When: On view through October 1st, 2015

Where: The Trustman Art Gallery, Main College Building, Fourth Floor, 300 The Fenway, Boston, MA 02115-5898

How: Official Website 

What/Why: “Nancy Grace Horton’s photographs capture constructed moments theatricalizing female gender roles influenced by contemporary American culture. We rarely see the entire figure or the before and after of the implied narrative. Yet, it is a narrative of aggression. The feminine appears unbound from the meekness and sexually submissive larger cultural role traditionally told, to one that hits back at these assumptions. Horton follows in the tradition of artists both male and female that portray woman’s sexual dominance – and by extension – actual power.
In Lawn Heels she uses feminized artifacts such as spiked heels that dominate a machine associated with men. Her brightly lit summer scene with a bare leg and foot sporting yellow high heels victoriously laid upon the “back” of a power mower echoes the king’s foot on the neck of the enemy battle imagery. Horton’s women are out of conventional control.
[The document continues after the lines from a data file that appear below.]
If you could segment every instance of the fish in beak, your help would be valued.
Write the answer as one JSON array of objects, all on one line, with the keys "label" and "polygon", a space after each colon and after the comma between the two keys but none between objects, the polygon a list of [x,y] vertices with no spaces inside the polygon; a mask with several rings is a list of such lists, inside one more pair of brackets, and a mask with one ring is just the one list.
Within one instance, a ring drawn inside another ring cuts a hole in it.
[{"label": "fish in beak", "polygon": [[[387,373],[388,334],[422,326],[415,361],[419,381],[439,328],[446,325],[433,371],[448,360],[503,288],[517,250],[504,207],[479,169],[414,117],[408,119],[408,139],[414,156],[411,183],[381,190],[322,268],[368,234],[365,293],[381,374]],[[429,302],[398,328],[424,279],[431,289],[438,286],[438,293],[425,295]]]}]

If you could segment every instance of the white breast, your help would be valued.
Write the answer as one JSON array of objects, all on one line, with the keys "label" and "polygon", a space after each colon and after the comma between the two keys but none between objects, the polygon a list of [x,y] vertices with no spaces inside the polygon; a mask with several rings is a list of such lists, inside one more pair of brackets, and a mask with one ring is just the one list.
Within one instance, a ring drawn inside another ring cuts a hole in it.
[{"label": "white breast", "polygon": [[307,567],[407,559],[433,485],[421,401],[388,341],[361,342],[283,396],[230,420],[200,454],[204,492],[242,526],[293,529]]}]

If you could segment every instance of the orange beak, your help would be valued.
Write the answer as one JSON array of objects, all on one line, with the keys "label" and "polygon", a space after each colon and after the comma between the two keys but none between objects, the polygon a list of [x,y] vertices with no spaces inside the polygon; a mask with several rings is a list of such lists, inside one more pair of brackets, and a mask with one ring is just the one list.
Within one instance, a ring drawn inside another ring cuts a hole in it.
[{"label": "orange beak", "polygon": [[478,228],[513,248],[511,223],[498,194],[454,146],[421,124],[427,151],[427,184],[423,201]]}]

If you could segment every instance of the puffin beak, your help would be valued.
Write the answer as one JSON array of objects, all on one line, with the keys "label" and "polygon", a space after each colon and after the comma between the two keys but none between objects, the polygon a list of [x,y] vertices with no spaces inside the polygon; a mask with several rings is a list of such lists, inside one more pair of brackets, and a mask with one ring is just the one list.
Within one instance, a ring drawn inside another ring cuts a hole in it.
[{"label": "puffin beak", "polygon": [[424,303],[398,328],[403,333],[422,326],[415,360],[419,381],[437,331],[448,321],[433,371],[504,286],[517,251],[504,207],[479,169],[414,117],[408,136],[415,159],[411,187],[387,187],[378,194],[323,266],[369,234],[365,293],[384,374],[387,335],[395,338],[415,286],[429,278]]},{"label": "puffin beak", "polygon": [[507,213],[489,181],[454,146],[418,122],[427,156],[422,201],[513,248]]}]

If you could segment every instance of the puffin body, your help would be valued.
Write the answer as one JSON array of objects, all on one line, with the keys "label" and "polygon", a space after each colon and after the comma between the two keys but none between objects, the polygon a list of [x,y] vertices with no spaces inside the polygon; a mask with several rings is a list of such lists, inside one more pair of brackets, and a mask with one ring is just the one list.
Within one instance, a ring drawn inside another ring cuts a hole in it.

We are voyeuristically peeping at them, but they seem aware of their audience, like Manet’s Olympia, whose challenging stare and forthright indication of her status as a sexual worker challenges the typical submissive plotline laid down by men.
The photos are amusing and provocative and draw important attention to the issue of human rights. Although these photos are a slice of Americana, that is portraying suburban white women, they remind us that even in many areas of our own country, women’s autonomy is under attack. In places all over the globe, from Texas to Afghanistan women are seeking self-determination. Her image, Independence, strands the viewer at crotch level, looking up at a tattooed woman’s torso who is flicking a lighter. Should women have say over their bodies, their minds? Horton makes clear that women don’t have to continue in the timeworn path.”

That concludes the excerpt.